I was at the fair today. In the commercial exhibit building there was someone with a big table of "home" canned goods that they were selling, so of course I looked them over. And I spotted... tomato - red pepper soup with butter and flour. (The curdled-y butter top gave it away.)
I asked about the recipe source, because, I said, those were low acid ingredients. I was told it was "from a cookbook" and the person (in charge?) of farmer's market hadn't questioned it. To which I replied something about there not being any tested and approved recipes with those ingredients and that they could be dangerous.
I did ask if she would like a resource (here!) to ask questions but she declined. According to what she told me, they are working with someone (official?) to create a state certified kitchen, but currently operate under the "pickle law" which allows a certain amount of home processed goods to be sold from a non- certified kitchen, as long as they are labeled as such.
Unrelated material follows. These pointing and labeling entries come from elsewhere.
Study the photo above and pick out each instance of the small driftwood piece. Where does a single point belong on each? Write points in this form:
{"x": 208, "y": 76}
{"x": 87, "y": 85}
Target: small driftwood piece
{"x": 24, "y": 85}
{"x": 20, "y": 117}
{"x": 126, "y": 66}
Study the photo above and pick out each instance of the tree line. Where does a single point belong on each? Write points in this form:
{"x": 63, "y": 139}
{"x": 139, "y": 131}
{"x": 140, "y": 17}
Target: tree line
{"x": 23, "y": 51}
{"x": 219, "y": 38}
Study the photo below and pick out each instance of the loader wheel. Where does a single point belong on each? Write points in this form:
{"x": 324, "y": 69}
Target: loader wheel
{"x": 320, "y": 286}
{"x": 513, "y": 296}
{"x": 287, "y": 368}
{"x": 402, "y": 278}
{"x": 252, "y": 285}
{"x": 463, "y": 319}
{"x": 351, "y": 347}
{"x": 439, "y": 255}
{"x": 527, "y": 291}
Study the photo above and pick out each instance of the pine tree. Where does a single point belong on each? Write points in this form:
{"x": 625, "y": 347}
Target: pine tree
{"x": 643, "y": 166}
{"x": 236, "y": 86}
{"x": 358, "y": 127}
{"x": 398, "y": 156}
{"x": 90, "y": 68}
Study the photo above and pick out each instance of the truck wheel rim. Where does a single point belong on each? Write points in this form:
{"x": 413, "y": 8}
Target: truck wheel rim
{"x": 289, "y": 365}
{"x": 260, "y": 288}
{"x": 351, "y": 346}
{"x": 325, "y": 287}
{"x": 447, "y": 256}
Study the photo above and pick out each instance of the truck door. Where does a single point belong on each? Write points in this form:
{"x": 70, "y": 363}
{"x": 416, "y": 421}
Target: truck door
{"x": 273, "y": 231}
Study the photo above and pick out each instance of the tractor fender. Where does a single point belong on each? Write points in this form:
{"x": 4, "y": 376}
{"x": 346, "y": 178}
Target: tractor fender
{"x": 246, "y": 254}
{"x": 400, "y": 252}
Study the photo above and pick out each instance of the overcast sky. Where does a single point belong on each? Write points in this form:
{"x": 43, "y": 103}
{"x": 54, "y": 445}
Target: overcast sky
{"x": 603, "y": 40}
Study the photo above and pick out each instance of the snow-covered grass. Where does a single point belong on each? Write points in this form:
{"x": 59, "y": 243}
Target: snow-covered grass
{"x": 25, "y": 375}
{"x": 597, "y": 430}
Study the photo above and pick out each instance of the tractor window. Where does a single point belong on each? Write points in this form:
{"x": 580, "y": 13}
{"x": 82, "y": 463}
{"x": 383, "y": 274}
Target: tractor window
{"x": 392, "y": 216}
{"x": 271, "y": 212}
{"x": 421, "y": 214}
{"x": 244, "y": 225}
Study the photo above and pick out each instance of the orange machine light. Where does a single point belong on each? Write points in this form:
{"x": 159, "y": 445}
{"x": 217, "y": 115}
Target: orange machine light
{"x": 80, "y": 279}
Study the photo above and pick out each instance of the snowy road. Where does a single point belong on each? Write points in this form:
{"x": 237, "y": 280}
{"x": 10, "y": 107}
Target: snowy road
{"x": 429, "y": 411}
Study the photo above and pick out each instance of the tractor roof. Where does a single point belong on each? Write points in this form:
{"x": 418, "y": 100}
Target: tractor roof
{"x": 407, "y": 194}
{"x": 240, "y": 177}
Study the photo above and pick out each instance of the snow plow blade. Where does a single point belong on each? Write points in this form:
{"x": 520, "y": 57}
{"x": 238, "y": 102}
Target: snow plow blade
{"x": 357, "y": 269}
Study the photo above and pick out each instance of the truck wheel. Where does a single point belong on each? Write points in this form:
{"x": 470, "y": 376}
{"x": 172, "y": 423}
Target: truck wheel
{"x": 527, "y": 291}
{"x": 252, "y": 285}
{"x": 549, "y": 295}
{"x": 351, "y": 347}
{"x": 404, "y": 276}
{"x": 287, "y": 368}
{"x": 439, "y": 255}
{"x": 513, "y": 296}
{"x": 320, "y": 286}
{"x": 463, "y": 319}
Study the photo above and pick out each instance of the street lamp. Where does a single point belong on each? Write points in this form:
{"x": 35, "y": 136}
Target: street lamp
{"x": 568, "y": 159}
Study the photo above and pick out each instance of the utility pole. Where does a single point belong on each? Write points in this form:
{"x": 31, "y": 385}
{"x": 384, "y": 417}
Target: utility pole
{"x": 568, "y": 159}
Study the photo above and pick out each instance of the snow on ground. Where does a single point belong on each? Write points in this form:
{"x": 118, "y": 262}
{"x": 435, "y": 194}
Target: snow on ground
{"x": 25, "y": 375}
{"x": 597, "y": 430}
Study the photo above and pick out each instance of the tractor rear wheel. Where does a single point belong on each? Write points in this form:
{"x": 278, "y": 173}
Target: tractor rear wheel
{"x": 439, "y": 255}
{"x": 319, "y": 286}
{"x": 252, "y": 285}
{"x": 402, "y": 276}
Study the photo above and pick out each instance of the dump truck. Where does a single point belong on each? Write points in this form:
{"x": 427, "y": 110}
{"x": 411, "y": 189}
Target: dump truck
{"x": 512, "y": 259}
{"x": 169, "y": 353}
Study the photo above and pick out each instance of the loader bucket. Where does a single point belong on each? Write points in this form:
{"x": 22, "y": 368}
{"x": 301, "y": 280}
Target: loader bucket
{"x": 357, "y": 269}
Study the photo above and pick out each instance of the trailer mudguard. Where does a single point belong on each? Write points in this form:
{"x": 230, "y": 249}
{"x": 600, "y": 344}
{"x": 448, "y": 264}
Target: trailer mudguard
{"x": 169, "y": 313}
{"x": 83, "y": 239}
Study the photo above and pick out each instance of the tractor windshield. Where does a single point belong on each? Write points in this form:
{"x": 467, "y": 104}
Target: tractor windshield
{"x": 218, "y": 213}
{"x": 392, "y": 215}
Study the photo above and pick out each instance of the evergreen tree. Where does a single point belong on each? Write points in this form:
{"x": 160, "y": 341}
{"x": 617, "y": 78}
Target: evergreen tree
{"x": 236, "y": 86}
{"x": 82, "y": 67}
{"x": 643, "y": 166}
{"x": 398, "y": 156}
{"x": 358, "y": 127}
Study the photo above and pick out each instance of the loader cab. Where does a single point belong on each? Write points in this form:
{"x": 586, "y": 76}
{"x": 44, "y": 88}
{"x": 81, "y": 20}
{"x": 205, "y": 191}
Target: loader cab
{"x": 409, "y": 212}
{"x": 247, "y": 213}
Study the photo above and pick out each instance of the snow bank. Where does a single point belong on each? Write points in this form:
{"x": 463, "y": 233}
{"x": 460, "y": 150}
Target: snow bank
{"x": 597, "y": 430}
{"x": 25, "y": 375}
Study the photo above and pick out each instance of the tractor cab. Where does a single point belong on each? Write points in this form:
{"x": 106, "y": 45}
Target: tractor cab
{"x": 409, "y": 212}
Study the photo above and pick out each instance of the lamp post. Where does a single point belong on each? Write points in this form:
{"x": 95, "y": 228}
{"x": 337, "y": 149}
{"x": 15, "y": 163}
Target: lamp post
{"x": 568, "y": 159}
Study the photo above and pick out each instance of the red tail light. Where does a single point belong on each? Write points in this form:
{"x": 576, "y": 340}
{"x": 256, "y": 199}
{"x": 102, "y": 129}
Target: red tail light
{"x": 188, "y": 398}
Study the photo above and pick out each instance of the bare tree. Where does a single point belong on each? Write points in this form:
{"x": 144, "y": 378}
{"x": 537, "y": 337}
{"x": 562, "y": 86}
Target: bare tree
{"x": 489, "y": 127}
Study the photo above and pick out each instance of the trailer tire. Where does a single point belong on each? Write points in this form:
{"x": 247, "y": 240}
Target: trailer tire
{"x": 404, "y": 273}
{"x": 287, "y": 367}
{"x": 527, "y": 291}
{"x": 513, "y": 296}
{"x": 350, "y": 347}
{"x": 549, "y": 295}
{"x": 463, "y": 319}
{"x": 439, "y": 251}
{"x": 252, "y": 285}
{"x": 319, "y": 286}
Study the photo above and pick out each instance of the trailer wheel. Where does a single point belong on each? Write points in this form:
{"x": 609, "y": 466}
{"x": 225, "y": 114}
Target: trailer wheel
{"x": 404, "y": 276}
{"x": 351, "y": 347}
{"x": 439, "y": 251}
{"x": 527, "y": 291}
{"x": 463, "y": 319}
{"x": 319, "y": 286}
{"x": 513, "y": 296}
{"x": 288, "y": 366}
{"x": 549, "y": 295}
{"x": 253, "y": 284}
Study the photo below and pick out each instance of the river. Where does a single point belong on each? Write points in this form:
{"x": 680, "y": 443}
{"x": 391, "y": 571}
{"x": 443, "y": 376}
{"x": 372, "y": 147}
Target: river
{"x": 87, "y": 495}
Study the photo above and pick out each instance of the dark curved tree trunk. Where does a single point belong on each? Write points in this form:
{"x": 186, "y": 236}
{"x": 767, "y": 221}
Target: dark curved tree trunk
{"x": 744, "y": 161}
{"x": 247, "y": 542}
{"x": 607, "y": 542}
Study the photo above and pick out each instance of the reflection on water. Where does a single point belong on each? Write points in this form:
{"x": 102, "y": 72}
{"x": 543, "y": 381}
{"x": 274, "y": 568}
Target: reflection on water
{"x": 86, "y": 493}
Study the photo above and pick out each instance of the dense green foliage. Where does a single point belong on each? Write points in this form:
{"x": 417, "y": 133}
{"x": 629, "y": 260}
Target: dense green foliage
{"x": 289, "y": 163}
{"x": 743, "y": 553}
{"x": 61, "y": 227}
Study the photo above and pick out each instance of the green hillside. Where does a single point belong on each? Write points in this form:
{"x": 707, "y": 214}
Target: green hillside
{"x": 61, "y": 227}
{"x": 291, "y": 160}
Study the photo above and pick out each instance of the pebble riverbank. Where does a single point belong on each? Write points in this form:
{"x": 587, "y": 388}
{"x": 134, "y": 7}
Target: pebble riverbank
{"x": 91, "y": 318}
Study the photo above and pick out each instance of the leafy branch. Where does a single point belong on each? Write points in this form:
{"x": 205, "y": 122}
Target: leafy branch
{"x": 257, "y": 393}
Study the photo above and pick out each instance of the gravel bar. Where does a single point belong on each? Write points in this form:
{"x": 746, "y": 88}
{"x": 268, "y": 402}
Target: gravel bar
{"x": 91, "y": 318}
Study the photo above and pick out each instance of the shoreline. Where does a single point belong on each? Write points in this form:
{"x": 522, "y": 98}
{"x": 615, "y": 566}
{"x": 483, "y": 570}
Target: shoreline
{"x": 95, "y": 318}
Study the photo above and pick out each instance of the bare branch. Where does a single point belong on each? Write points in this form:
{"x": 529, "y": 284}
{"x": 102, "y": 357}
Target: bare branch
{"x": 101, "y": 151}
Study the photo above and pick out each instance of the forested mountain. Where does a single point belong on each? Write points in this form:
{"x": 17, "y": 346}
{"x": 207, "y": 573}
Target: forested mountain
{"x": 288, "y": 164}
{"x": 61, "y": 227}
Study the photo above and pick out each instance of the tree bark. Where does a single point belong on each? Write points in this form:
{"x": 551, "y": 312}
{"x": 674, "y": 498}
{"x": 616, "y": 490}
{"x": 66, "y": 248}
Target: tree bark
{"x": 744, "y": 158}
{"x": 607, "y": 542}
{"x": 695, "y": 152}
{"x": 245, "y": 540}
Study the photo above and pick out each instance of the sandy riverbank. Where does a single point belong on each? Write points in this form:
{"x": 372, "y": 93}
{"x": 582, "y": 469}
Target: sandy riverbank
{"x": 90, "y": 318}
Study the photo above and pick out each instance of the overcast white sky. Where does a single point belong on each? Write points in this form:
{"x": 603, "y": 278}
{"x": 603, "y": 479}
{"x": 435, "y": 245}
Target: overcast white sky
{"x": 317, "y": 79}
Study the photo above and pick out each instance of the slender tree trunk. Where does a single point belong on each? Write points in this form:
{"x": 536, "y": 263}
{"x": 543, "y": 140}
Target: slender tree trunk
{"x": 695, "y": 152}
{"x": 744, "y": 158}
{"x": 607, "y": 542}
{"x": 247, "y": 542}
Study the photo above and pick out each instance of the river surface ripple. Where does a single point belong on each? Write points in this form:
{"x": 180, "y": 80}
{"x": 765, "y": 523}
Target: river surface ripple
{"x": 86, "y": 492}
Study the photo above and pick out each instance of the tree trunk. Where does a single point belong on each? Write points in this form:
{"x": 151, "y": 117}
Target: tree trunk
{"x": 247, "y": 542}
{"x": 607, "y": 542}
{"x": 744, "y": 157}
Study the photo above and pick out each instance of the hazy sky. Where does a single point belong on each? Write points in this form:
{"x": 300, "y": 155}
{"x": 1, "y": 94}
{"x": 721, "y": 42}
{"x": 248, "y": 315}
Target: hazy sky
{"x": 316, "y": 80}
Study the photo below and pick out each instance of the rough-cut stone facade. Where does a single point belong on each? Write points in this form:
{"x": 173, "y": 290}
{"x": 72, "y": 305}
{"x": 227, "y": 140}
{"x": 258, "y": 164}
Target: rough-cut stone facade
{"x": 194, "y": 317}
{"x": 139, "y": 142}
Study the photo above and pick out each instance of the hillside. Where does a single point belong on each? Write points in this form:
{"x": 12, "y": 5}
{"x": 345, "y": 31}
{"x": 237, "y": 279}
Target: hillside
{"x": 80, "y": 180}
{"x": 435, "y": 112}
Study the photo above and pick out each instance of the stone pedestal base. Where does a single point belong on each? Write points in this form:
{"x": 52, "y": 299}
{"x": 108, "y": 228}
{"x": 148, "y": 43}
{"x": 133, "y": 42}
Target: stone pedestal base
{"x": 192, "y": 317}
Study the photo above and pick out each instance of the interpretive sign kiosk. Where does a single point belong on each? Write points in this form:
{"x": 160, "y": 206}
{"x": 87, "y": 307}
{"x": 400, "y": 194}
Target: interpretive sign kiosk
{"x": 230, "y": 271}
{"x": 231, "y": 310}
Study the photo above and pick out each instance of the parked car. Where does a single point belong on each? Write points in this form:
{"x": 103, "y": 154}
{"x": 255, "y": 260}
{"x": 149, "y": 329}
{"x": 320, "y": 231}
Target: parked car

I just was very surprised to see that soup recipe. And I also believe I saw a ketchup there with flour listed in the ingredients also. Do I leave it be? Do I "make a stink"? Actually, I was so flabbergasted to see it there I forgot to ask how it was processed. It still makes me wince.
And after reviewing the pickle law I'm surprised she didn't realize her recipe was questionable as home processors are "strongly encouraged" to attend proper training and use standardized recipes for canning allowable products.